Business Desk, ETV Bharat: Even though India’s inflation-targeting monetary policy framework has broadly served its purpose effectively in the last five years, the government should still reconsider the inflation tolerance limit when it comes up for a review after March 2021, according to experts.
In a chat with ETV Bharat, banking expert K. Srinivasa Rao, currently professor at the Institute of Insurance and Risk Management, said that the inflation tolerance range could be widened slightly for a developing country like India that is aiming to become a $5 trillion economy.
Notably, the central government in 2016 had set a consumer price index (CPI)-based inflation target of 4% with ± 2% tolerance band for the period from 5 August 2016 to 31 March 2021. As the dates suggest, this mandate was for five years and will come up for review in March 2021.
Rao said the tolerance band could now be extended to up to ±3% for a speedier recovery of the Indian economy that lost pace in 2020 due to the coronavirus pandemic.
“The revision of inflation tolerance levels should be put to policy debate and adequate discussion should happen before deciding the next target,” he added.
Meanwhile, Amol Agrawal, assistant professor in the department of economics and public policy at Ahmedabad University, believed that the ± 2% tolerance band is already on the higher side and the government should consider lowering it a bit.
“I think the band should ideally be narrower than the current 2-6% range for more precise inflation-targeting framework,” said Agrawal.

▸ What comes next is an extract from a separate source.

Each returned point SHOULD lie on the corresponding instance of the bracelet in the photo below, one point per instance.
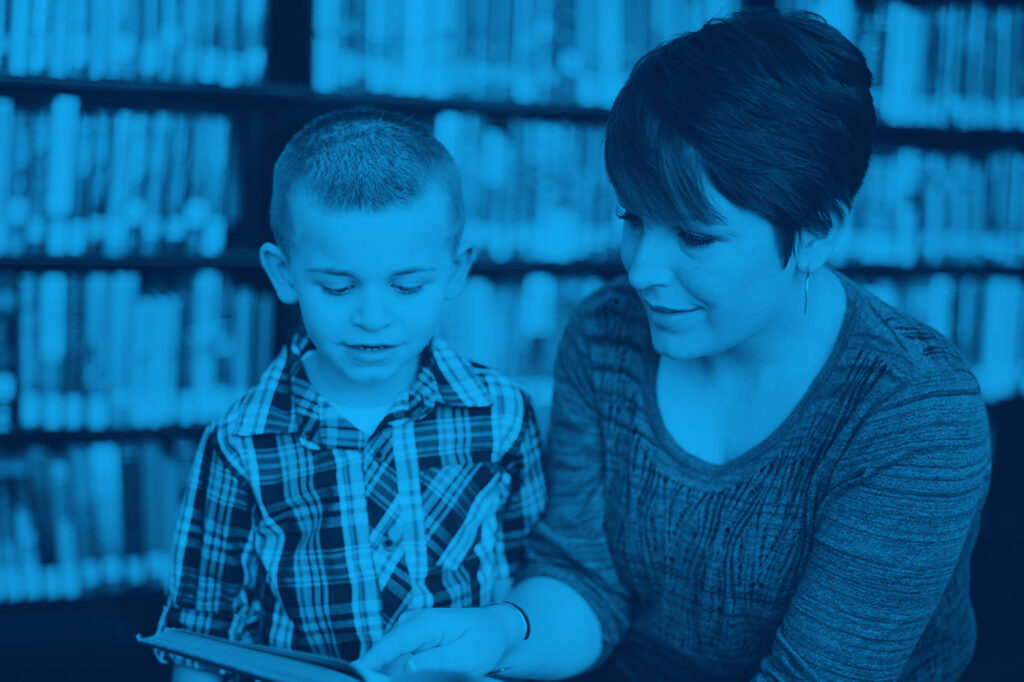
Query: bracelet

Though he added that it would not be easy to do so in India given the volatility in food prices and would be possible only as the monetary policy framework matures with time.
Notably, the current inflation target band of 400 basis points is already the widest in Asia. Still, there were speculations that the government may relax the target band further to provide RBI with some more room to support growth at a time when the country’s gross domestic product (GDP) has contracted for two straight quarters.
However, RBI governor Shaktikanta Das earlier this month dismissed these rumours, saying that any change in the inflation target band or monetary policy framework is unlikely.